We constructed a representation vector for each subject by computing the average normalized feature values in each pain level. Hence, we represented each subject by a 22×5 = 110 dimensional vector of Fs = [f1,P0, f1,P1, …, f22,P4]. Then we implemented the k-means clustering algorithm on these vectors to group the subjects in terms of their physiological reactivity to pain. We evaluated the models on the balanced test set from the last 25% of samples not used in the clustering stage to make a fair comparison between subject-independent and hybrid clustering-based models. We explored each signal separately to find which signals can benefit from this hybrid personalization approach. According to the results in Table 8, while the EDA signals demonstrated significant improvement in one of the clusters, ECG and EMG signals could significantly benefit from the hybrid clustering-based personalization. The significance of clustering-based model improvement in each group of subjects is depicted in bold in the Table 8 and calculated by Wilcoxon signed-rank test for p-value < 0.05. These results imply considerable inter-subject variabilities in ECG and EMG responses to pain, which affects the automated models’ ability to generalize across people. Finding a subgroup of persons with similar ECG and EMG patterns can boost the automated pain intensity prediction models. On the other hand, EDA signal seems to be more comparable across different subjects, giving it a competitive advantage over ECG and EMG for generalized automated pain assessment model without extra effort for personalization.
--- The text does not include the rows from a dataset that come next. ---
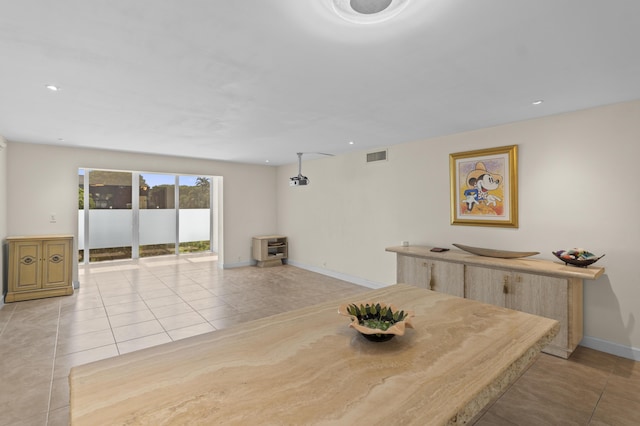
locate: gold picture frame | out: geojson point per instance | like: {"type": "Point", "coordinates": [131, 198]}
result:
{"type": "Point", "coordinates": [484, 187]}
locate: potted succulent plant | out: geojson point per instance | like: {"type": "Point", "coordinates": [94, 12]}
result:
{"type": "Point", "coordinates": [377, 321]}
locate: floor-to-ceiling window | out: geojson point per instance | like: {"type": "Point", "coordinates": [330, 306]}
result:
{"type": "Point", "coordinates": [157, 214]}
{"type": "Point", "coordinates": [168, 214]}
{"type": "Point", "coordinates": [195, 195]}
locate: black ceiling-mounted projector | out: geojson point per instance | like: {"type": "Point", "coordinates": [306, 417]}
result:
{"type": "Point", "coordinates": [299, 180]}
{"type": "Point", "coordinates": [302, 180]}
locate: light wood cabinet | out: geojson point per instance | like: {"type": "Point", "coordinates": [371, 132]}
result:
{"type": "Point", "coordinates": [270, 250]}
{"type": "Point", "coordinates": [445, 277]}
{"type": "Point", "coordinates": [551, 297]}
{"type": "Point", "coordinates": [540, 287]}
{"type": "Point", "coordinates": [39, 267]}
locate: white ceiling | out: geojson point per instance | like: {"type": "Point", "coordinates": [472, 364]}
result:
{"type": "Point", "coordinates": [256, 80]}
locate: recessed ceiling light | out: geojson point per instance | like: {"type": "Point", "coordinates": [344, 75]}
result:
{"type": "Point", "coordinates": [368, 11]}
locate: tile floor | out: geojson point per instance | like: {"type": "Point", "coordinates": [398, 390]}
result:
{"type": "Point", "coordinates": [125, 306]}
Table 8. Comparing hybrid clustering-based and generic pain estimation model performance.


In this work, we investigate the effectiveness of physiological signals for automatic pain intensity estimationthat can substitute or complement patients’ self-reported information. We explored different physiological sensors, different time-series features, and different predictive models. We explored many sensor-feature-model combinations to find the best sensor, the best subset of features, and the best machine learning model for continuous pain estimation. We evaluated the performance of the models using each individual sensor signals and combination of multiple sensor-signals. The results indicate that for both subject-independent and subject-dependent scenarios, EDA signal is the best signal for pain intensity estimation. It gave MAE = 0.93 using only 3 simple time-series features, namely, time interval between successive extreme events above the mean, time intervals between successive extreme events below the mean, and exponential fit to successive distances in 2-dimensional embedding space. We explored different machine learning models: Linear Regression, SVR, Neural Networks, KNN, Random Forest and XGBoost. In general, among all the models, SVR gave the best predictive performance across different sensors and features. We evaluated both the subject-independent and subject-dependent models and tried hybrid cluster-specific model that combines the advantages of subject-independent and subject-dependent models. In this hybrid approach, we built clustering-based-SVR models to address the inter-subject variabilities in physiological responses to pain, without need to build a new model for each subject individually. We found that ECG and EMG signals could significantly benefit from this hybrid approach, while EDA signal turns out to be a superior candidate for generic pain assessment models.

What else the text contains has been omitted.